Does it Leak? Where’s the GC?

There’s a test included which attempts to force a garbage leak by creating a new dictionary, filling it with random data, and checking if the VM heap was still inflated after the test. It passes, and yet nowhere in the code do we see any signs of garbage collection, or explicit free. This is because of the power of Erlang, and links. Because each test is run in its own process, and the dictionary is automatically linked to the process, when it finishes, or dies, the dictionary also dies.

In Erlang, processes typically live under supervision trees. You can think of supervision trees kind of like init systems like upstart, or systemd. The dictionary can be owned be a top-level supervisor. One interesting capability of supervisors is that they can have child supervisors. These child supervisors can then own their own processes.

Supervisors have restart policies. For example, the bottom supervisor has the policy one_for_one, which means that when one of the processes dies, it’s considered to be independent of all other processes. On the other hand, the top supervisor is one_for_all. That means if the dictionary terminates, or the child supervisor fails, it’ll kill all children.

Where does this take us?

Go is a super neat language that seems to have found an ever-growing number of programmers adopting it. Its approachable type system, and concurrency semantics make it perfect to be immediately productive.
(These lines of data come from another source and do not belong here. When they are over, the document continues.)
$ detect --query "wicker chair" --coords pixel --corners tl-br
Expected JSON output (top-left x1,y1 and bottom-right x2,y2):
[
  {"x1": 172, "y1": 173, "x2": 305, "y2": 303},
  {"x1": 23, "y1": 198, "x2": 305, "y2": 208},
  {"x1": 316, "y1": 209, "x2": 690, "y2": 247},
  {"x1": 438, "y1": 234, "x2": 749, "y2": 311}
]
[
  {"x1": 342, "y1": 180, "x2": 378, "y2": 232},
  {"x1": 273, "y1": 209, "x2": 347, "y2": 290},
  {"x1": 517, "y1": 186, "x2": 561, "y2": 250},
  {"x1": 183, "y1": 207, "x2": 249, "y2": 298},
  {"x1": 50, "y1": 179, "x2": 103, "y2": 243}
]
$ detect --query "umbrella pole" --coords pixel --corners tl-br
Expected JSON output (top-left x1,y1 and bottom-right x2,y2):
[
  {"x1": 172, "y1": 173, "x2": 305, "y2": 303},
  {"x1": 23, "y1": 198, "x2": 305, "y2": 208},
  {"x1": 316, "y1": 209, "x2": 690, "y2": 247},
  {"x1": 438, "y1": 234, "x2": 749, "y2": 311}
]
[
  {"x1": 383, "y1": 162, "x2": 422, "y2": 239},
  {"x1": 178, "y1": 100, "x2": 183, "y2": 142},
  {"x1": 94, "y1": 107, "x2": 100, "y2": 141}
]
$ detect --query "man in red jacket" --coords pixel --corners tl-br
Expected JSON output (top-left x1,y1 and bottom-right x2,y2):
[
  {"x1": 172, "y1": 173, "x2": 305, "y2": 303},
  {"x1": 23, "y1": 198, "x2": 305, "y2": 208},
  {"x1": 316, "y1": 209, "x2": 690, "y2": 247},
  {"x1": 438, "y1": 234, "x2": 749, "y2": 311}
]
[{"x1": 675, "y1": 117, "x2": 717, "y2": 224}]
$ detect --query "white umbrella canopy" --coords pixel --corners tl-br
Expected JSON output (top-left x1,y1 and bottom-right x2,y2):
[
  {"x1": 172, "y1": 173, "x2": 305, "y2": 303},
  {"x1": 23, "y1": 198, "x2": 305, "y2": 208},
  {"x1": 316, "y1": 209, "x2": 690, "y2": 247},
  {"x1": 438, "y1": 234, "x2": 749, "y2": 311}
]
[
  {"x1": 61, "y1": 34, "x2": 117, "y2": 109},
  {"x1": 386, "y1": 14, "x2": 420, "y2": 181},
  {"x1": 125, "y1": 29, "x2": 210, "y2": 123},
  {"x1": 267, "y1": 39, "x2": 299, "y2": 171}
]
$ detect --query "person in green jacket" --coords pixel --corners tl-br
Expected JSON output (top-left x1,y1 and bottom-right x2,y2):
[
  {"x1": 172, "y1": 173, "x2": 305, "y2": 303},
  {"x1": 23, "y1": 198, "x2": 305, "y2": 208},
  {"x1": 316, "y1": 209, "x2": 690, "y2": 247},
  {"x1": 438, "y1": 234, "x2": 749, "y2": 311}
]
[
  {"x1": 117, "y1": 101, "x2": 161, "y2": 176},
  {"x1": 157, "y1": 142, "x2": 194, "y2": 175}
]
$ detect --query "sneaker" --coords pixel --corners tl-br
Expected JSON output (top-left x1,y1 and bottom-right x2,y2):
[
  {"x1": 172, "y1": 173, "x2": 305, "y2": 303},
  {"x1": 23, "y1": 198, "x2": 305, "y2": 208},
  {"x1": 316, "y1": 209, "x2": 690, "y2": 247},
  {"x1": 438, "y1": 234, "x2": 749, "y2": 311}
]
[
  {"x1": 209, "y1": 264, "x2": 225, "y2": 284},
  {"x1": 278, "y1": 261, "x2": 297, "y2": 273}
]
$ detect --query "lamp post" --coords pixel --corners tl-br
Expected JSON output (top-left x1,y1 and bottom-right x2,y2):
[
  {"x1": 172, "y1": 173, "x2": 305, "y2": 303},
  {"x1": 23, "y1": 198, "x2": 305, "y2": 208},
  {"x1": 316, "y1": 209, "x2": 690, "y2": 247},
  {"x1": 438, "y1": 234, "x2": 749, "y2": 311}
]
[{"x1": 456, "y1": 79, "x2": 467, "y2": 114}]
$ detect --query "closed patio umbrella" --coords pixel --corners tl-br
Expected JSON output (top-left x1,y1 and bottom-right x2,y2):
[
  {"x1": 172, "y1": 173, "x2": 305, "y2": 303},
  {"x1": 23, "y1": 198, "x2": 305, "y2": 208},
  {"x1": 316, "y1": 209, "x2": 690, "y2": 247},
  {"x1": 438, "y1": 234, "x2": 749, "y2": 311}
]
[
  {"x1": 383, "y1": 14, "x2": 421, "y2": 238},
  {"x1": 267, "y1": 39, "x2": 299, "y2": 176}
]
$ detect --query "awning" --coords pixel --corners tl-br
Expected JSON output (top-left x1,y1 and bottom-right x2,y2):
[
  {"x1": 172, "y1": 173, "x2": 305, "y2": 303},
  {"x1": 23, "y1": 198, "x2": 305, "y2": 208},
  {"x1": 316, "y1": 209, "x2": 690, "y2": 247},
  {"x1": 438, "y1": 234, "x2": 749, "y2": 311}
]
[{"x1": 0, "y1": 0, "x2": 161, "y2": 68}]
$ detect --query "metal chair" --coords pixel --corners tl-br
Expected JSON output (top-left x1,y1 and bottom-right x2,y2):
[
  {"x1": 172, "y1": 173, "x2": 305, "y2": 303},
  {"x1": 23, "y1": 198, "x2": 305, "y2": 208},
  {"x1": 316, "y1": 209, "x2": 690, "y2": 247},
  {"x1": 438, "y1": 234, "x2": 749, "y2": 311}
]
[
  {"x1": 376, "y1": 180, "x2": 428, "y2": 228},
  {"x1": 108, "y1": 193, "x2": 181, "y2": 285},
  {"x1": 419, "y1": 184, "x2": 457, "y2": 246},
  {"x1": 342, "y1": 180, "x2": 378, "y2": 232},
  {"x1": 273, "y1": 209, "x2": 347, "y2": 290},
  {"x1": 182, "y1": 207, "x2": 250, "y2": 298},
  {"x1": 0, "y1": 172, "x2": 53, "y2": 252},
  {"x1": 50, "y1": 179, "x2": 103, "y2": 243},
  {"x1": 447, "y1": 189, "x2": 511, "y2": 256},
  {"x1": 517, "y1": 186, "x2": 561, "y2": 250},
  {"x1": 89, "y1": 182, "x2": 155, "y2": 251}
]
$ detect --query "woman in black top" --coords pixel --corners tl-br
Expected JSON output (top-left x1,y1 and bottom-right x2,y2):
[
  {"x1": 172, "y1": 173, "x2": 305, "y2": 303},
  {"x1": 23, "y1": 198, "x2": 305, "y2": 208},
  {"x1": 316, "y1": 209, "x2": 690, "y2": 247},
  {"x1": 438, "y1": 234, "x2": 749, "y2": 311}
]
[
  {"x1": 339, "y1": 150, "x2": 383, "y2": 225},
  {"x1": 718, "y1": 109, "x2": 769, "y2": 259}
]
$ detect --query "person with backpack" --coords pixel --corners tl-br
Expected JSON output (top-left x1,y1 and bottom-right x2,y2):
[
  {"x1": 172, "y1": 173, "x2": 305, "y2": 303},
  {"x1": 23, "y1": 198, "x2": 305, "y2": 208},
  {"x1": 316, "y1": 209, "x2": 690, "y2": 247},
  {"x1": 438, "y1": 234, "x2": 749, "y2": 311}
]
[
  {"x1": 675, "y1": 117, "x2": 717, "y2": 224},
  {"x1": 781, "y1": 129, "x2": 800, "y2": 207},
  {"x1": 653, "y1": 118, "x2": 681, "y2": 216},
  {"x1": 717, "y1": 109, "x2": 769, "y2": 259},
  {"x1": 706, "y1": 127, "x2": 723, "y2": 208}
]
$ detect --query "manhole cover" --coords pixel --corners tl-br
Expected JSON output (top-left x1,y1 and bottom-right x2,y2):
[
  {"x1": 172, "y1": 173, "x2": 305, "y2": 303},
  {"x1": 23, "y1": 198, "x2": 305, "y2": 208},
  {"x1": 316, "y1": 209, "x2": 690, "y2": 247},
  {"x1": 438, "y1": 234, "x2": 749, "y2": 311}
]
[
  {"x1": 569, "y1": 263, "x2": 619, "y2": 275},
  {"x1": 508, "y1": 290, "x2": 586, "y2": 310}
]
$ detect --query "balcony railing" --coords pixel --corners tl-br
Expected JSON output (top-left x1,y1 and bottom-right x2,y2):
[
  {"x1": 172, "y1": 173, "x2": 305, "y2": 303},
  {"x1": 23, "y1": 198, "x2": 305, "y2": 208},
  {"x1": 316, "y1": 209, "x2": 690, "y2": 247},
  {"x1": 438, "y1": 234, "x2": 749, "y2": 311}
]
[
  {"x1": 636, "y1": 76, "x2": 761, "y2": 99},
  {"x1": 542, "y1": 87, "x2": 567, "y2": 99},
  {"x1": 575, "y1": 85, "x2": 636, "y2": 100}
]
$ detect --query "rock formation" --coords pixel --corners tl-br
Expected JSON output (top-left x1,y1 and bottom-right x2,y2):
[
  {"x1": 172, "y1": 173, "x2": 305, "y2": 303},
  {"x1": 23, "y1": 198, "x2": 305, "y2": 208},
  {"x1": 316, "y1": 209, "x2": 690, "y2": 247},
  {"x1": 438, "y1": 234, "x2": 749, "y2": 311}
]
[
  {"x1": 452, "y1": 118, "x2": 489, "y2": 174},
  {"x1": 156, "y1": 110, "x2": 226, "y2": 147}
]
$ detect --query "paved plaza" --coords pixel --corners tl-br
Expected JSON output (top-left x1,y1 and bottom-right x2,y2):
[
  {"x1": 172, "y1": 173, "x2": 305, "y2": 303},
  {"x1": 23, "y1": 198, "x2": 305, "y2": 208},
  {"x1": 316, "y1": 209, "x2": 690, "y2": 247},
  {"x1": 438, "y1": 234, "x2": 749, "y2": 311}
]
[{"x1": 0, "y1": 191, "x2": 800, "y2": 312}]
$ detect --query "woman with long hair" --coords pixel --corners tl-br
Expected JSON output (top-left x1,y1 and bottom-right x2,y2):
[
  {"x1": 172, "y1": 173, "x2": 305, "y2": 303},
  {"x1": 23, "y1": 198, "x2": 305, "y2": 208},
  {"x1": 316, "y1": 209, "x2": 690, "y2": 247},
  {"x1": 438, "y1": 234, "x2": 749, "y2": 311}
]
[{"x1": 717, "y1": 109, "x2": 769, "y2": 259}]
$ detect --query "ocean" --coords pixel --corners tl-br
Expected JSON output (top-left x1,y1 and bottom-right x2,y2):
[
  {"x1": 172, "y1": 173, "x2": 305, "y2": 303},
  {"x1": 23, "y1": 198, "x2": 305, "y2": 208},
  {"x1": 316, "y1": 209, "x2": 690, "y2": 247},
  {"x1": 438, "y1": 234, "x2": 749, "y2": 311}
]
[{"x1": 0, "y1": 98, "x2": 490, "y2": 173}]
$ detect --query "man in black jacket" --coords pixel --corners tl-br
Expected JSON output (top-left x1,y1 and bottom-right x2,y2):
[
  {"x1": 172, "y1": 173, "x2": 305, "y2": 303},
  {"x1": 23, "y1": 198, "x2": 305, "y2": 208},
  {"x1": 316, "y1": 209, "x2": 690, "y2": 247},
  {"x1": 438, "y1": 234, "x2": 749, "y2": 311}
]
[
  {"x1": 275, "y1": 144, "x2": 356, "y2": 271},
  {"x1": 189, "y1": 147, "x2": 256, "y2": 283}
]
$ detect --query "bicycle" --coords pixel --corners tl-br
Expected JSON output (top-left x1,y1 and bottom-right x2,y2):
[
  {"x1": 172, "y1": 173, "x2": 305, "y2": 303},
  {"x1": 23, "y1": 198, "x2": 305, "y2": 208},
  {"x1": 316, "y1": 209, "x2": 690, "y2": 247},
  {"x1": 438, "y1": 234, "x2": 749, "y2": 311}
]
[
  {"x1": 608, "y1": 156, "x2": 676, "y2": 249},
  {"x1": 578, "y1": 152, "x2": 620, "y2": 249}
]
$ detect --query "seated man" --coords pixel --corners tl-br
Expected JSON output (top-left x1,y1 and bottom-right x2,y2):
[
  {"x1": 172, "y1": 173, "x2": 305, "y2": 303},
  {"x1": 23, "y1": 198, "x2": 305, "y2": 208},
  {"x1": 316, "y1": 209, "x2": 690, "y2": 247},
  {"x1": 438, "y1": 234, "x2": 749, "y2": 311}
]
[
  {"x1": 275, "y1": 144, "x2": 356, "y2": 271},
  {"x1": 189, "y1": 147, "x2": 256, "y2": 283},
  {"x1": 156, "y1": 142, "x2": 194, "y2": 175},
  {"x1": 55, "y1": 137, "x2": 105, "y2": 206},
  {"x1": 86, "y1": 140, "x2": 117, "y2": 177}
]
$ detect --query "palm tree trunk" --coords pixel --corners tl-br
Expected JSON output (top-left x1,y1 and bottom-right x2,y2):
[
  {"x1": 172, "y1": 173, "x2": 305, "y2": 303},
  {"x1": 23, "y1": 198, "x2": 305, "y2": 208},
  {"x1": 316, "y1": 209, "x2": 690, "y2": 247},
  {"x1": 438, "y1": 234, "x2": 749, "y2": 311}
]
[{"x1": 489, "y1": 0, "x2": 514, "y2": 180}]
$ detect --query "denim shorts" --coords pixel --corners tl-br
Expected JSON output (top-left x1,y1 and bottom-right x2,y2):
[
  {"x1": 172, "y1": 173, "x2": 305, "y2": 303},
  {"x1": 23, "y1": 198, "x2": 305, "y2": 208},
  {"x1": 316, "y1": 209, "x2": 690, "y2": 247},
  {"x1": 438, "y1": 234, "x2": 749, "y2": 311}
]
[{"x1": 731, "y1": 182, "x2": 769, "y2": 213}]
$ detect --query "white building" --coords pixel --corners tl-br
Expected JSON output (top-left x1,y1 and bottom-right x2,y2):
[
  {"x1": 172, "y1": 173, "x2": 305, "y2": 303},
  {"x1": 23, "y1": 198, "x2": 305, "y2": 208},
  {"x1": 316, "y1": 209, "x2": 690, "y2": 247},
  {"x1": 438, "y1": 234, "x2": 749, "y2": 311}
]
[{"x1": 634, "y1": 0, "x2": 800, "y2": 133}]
Unfortunately, as the language, and its usage has evolved, these semantics have fallen short for real world scenarios.

In my perfect world, we would adopt Erlang/OTP. Unfortunately, pragmatism suggests that this future is unlikely. Instead, as we develop Go 2.0, we should try to take lessons from languages that came before it. I intend to write two additional articles on what we can learn from Erlang’s error handling semantics, operability, and type system. If there is enough interest, I’ll turn them into experience reports.

Sharing by communicating is an awesome idea. I would dare to say that it’s the right approach, but it’s hard to do without help.The things that would have helped me here, would be a type system that prevents mutable types from being passed as a value over the channel, and ensuring that my code is concurrency, and type safe. Another nicety would be goroutine IDs, and termination (preemption) semantics. This way, a parent process could preempt a set of goroutines, rather than having to come up with hacky synchronization points.